Revelation 21, v. 5: Behold, I make all things new.


II Corinthians 5, v. 17: If any man be in Christ, he is a new creature;
old things are passed away; behold all things are become new.

Martin and Ruth Reardon were fortunate enough to be married in a chapel of Louvain University by a Catholic priest, assisted by an Anglican priest who also preached the sermon. Here is the text of the address, given by the Revd Donald Allchin. It was preached in 1964 in the heady period of the Second Vatican Council, but it may equally speak to all interchurch couples who have married or will marry while our churches remain divided.


A wedding is the most purely joyful of all the Church’s sacraments. It is in the first place a sacrament of creation, instituted of God himself in the beginning of our race. It is the sacrament in which two people come together, and find in their life together the purpose for which God has made them. And in that finding there is great fulfilment and great joy. And it is necessarily and properly, in a unique way, a mixture of natural and supernatural, of human and divine, of this world and the world to come. It is something which touches us at every level of our being.


And in this sacrament God comes to meet us and says to us here, as at all times, Behold I make all things new, for if any man be in Christ he is a new creature; old things are passed away, behold all things are become new.

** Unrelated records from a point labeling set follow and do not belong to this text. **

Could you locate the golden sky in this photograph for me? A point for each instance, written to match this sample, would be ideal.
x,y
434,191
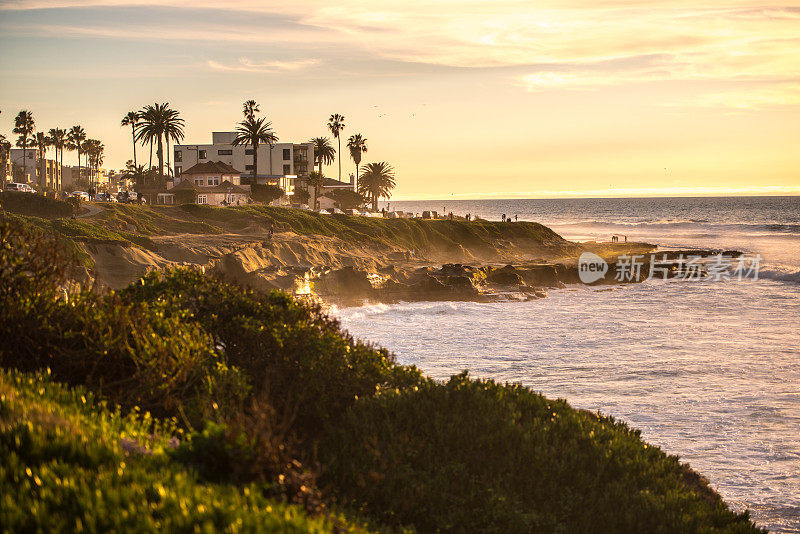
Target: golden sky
x,y
468,99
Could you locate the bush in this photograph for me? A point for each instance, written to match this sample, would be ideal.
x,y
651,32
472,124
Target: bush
x,y
71,463
477,456
309,369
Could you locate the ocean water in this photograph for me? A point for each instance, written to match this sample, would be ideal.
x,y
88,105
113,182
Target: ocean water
x,y
708,370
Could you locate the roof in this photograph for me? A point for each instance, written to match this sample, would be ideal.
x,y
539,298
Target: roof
x,y
211,167
331,182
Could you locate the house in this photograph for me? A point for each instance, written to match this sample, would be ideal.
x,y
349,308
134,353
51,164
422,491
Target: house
x,y
279,160
212,182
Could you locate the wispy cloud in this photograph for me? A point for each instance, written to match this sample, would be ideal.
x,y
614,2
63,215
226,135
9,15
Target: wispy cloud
x,y
246,65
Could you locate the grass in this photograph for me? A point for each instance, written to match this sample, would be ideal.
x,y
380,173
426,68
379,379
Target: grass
x,y
71,463
273,402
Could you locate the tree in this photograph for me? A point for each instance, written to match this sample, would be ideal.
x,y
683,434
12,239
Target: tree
x,y
253,132
317,181
357,145
265,193
59,138
323,152
75,139
24,126
376,182
336,125
159,123
249,109
131,119
42,142
5,153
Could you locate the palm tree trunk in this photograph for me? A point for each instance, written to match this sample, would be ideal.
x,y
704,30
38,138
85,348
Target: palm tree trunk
x,y
255,162
133,134
25,158
160,155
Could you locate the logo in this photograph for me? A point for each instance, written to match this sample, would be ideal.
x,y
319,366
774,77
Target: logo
x,y
591,267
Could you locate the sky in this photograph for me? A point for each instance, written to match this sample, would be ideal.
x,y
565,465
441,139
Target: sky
x,y
465,99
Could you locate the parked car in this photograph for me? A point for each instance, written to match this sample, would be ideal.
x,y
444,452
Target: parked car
x,y
22,188
105,197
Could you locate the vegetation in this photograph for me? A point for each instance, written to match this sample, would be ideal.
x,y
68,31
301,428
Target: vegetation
x,y
336,125
24,126
376,182
324,153
265,193
357,145
253,132
71,463
159,124
270,400
132,119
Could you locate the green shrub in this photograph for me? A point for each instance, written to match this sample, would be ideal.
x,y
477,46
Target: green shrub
x,y
476,456
69,463
310,371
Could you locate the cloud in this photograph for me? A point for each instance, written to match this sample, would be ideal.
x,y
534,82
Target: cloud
x,y
246,65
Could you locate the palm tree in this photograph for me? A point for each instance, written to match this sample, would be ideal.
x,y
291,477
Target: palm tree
x,y
24,126
317,181
5,154
357,145
75,139
249,109
376,182
158,123
253,132
336,125
323,151
41,142
131,119
94,155
59,138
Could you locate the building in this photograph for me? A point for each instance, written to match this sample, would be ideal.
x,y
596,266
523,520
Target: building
x,y
212,182
28,168
280,160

Here today, as in every marriage, something new has come into existence. Before there were two people, perhaps very much in love, perhaps deeply pledged to one another, and yet two. And now they have come out from their own families, from their own past, and have come together into one, and are now husband and wife. And here we have the foundation of a new reality, of a new life together, the creation of a new Christian home.


All of us here pray, all of us here know that that home will be a centre of life and peace and love, because your love for one another is founded and made sure upon God’s unshakeable love for you. Your faithfulness to one another is made certain by his unshakeable faithfulness which alone can support our weakness and fragility.

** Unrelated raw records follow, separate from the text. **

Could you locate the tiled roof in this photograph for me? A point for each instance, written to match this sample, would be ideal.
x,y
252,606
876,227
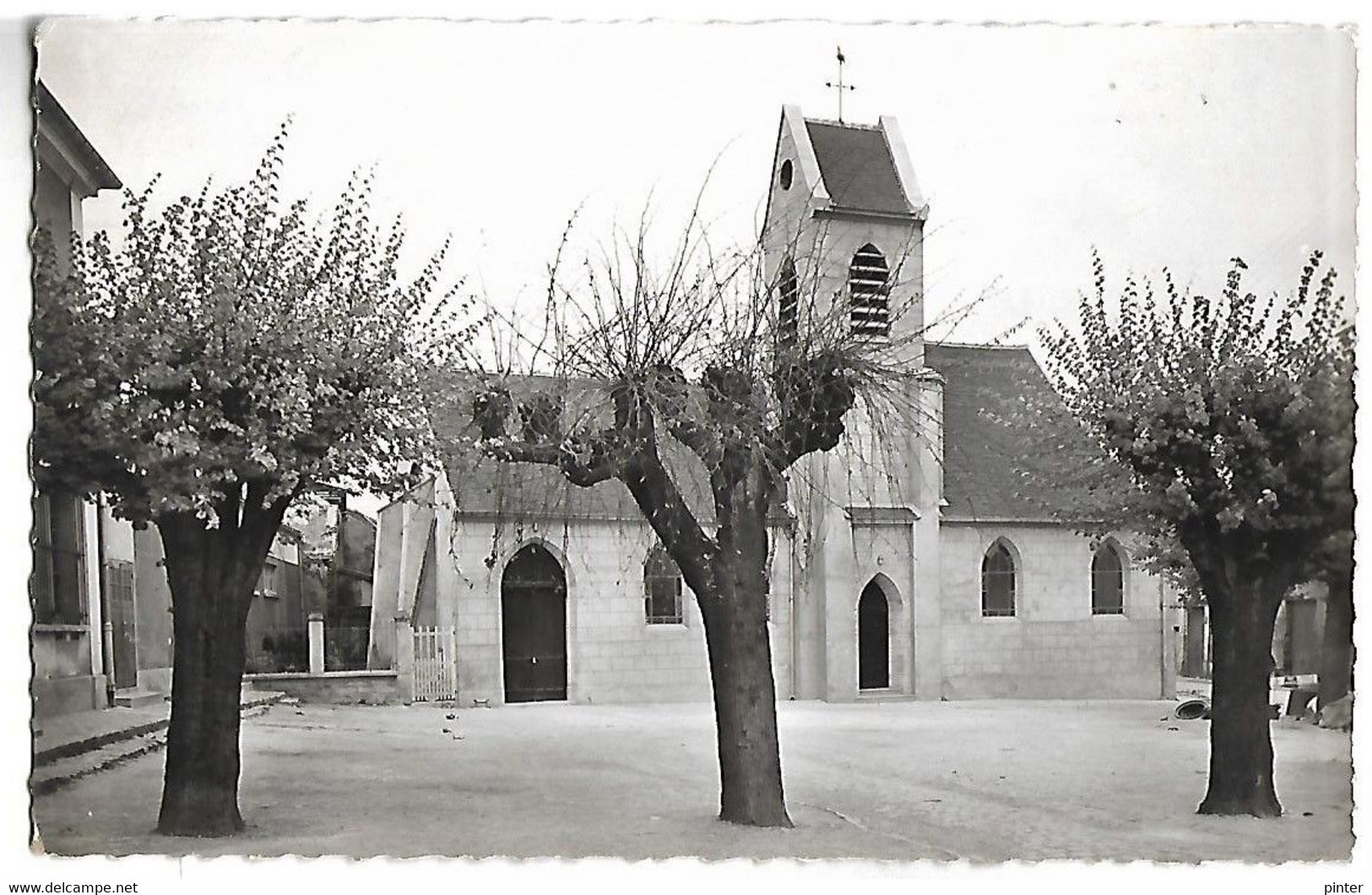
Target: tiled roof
x,y
856,168
52,114
985,454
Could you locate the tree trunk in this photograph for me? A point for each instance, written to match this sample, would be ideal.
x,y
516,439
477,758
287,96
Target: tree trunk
x,y
746,710
740,656
1337,645
210,574
1240,715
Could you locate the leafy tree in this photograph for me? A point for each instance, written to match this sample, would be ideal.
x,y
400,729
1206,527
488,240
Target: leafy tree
x,y
675,377
1227,429
203,371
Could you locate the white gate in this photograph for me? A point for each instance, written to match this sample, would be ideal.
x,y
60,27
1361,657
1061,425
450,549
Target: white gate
x,y
435,664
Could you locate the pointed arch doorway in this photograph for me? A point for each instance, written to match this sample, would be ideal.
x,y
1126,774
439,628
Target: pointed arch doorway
x,y
534,626
873,638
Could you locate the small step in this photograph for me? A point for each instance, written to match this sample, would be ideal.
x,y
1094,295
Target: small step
x,y
135,697
884,695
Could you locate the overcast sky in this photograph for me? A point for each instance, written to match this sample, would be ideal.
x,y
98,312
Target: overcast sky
x,y
1158,146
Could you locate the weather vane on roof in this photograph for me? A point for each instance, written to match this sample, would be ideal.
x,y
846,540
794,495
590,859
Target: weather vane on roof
x,y
840,85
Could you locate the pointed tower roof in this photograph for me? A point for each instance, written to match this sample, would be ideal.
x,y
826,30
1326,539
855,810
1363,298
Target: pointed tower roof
x,y
866,168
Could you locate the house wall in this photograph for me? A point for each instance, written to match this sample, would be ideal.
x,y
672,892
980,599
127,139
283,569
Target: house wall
x,y
280,614
1053,647
614,655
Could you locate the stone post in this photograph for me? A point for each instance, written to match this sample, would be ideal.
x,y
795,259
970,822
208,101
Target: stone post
x,y
316,627
405,658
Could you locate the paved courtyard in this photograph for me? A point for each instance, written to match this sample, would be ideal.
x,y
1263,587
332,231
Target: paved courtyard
x,y
980,780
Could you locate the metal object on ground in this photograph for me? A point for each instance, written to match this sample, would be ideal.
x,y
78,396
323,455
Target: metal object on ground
x,y
1192,710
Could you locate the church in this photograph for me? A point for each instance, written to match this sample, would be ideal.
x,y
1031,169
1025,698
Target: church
x,y
911,561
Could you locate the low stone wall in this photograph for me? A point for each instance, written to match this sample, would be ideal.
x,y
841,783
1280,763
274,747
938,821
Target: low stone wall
x,y
339,688
61,697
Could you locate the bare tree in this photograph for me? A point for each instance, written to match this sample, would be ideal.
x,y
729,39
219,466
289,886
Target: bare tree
x,y
693,372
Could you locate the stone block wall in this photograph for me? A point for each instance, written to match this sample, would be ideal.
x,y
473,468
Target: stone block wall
x,y
1053,647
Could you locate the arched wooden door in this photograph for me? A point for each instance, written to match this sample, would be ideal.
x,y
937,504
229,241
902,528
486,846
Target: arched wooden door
x,y
873,638
534,626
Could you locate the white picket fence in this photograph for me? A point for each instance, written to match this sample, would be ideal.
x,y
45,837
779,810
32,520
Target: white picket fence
x,y
435,664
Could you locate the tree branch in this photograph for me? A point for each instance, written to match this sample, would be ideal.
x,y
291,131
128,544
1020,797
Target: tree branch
x,y
583,464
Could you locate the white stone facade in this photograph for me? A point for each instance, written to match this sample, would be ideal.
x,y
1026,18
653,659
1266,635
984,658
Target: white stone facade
x,y
900,506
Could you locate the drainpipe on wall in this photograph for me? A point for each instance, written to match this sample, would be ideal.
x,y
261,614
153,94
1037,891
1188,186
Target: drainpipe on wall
x,y
792,610
1163,642
106,622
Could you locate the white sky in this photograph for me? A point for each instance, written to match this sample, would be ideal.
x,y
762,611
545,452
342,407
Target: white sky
x,y
1159,146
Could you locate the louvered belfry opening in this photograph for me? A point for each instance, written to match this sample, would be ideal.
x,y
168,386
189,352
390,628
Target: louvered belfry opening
x,y
869,289
788,307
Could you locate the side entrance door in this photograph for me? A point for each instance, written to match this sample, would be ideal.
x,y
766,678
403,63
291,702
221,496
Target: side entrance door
x,y
534,626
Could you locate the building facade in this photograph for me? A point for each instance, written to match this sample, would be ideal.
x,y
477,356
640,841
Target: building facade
x,y
910,561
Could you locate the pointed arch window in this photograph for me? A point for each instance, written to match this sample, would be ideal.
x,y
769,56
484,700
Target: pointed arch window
x,y
998,581
788,304
869,293
1108,581
662,589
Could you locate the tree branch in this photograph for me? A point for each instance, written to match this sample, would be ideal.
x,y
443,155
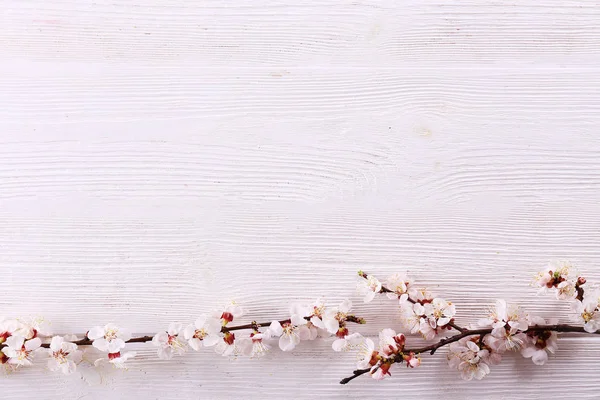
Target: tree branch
x,y
561,328
141,339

But if every marriage is in this way a sacrament of creation, and itself a new creation by God, every marriage which is in Christ must be marked by the signs of our redemption, must be inscribed within the cross and resurrection of our Lord.


And this is quite particularly true of your marriage today. For you have come together into one, not only out of two human families, but out of two different Christian families, and the difficulties and the tensions which must exist in any marriage, in the union of two distinct and different human persons, must inevitably be heightened, at times, by differences of a much larger and more impersonal nature. You have come into this union consciously, willingly, knowing already many of the difficulties which lie before you. How much greater then must be your love, your faith and your hope in the healing and reconciling power of God, who can and will make all things new; who will make out of the very difficulties of your vocation the way by which you may draw nearer to one another and to him; the way by which your life together may be fruitful in drawing many into the peace and reconciliation of our Lord Jesus Christ.


And surely we who are here today are and will be united with you in your intention and purpose. We who have come together here, from many different Christian families, have found together in common prayer how great is the unity which God has already given us. This service itself, this whole day, this house in which you met, are in different ways signs that it is God who says, Behold, I make all things new. God, the Creator, the Redeemer, the Sanctifier, the Fulfiller of our joy, who has brought you together, and who through the power of his all-holy Spirit works great signs in these days, which speak to us of his reconciling and renewing power. The Lord is calling you to a pioneer ministry, calling you out into new and untrodden ways, but we all here who are present, and how great a multitude beyond, are with you in seeking to follow that voice which itself creates the strength and power to go on.


Today we have kept the feast of St Mary Magdalen, a feast which is marked above all by two thoughts, the forgiveness of sins and the witness to the resurrection. May your marriage be marked pre-eminently by these two great realities. May your life be filled with the power of God’s forgiving love, which will overflow the boundaries of your home, and be a source of blessing to many, many people. May your life be joyful with the light and power of our Lord’s resurrection, a witness to the love of God which is stronger than death, to the power of God who makes all things new. And may he who today has brought you together as man and wife in the holy estate of matrimony bring us all of his great mercy to the unspeakable unity and rejoicing of his kingdom in heaven. Amen.